I'm trying to generate this matrix without using a for loop (to speed up the processing time):
Module 1 Module 2 Module 3
y0 20 20 20
y1 20 20 20
y0 40 40 40
y1 40 40 40
y0 60 60 60
y1 60 60 60
y0 80 80 80
y1 80 80 80
y0 100 100 100
y1 100 100 100
y0 120 120 120
y1 120 120 120
y0 140 140 140
y1 140 140 140
y0 160 160 160
y1 160 160 160
y0 180 180 180
y1 180 180 180
y0 200 200 200
y1 200 200 200
I have been attempting the apply functions, replicate() and do.call(). I've ended up with this code:
a = 10 # Number of increments
n1 = 100 # Sample size
m.fn <- function(n1, a) {
b <- matrix(rep(n1), nrow = 2, ncol = 3)
rownames(b) <- c("y0", "y1")
c <- do.call(rbind, replicate(a, b, simplify=FALSE))
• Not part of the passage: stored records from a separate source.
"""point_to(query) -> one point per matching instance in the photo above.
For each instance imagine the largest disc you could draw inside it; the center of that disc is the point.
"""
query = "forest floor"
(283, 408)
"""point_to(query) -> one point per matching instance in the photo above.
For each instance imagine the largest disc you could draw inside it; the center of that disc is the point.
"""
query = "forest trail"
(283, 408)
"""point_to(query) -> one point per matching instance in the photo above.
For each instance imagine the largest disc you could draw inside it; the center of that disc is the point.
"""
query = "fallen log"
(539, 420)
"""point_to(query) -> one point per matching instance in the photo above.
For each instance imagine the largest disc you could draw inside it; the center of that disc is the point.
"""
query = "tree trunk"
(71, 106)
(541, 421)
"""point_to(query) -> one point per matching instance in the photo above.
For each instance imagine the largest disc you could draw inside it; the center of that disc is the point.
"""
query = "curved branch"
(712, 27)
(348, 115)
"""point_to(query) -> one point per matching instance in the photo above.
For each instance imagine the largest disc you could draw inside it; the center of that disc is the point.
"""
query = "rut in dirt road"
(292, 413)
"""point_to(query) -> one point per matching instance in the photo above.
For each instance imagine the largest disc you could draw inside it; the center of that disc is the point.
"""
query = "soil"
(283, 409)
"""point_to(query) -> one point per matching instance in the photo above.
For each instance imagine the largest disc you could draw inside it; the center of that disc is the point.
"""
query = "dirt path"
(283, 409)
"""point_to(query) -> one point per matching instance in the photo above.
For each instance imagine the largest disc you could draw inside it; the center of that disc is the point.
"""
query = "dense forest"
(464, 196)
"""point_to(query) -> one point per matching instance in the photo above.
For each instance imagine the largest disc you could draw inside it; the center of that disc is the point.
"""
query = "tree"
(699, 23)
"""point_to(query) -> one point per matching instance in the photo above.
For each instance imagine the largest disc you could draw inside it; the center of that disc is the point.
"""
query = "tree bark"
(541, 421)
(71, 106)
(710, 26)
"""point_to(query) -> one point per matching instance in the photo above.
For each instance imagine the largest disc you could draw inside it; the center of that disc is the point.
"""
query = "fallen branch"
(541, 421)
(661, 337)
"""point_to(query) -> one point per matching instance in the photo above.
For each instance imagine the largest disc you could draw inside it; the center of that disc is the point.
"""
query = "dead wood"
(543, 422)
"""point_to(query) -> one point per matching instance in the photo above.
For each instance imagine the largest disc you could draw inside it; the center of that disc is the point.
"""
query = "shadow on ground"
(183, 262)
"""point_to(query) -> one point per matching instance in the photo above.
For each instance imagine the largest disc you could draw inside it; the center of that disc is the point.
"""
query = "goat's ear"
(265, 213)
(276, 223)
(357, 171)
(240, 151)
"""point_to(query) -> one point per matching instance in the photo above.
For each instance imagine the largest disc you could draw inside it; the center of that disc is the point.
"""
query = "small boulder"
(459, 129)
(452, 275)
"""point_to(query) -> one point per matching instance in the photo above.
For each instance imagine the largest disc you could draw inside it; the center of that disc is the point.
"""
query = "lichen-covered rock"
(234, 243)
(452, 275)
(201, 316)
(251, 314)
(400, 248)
colnames(c) <- c("Module 1", "Module 2", "Module 3")
return(c)
}
Which produces a matrix similar to above, but with all entries as 20.
I've tried replacing the values with little success, as per below:
a = 10 # Number of increments
n1 = 100 # Sample size
m.fn <- function(n1, a) {
b <- matrix(rep(n1), nrow = 2, ncol = 3)
rownames(b) <- c("y0", "y1")
c <- do.call(rbind, replicate(a, b, simplify=FALSE))
c[3:(2 * a),] <- (n1 * seq(3, 2 * a))
colnames(c) <- c("Module 1", "Module 2", "Module 3")
return(c)
}
This is what results:
Module 1 Module 2 Module 3
y0 20 20 20
y1 20 20 20
y0 60 60 60
y1 80 80 80
y0 100 100 100
y1 120 120 120
y0 140 140 140
y1 160 160 160
y0 180 180 180
y1 200 200 200
y0 220 220 220
y1 240 240 240
y0 260 260 260
y1 280 280 280
y0 300 300 300
y1 320 320 320
y0 340 340 340
y1 360 360 360
y0 380 380 380
y1 400 400 400
For reference, this is the code that I used to create my desired matrix, involving a for loop:
n.fn <- function(n1, a) {
b <- matrix(rep(1, 3), nrow = 1, ncol = 3)
for (no in 1:a) {
c <- matrix(rep(n1 * no, 6), nrow = 2, ncol = 3)
rownames(c) <- c("y0", "y1")
b <- rbind(b, c)
}
b <- as.matrix(b[-1, 1:3])
colnames(b) <- c("Module 1", "Module 2", "Module 3")
return(b)
}
n <- n.fn(n1, a)
Any help with creating the first matrix, without the use of a for loop, would be gratefully appreciated!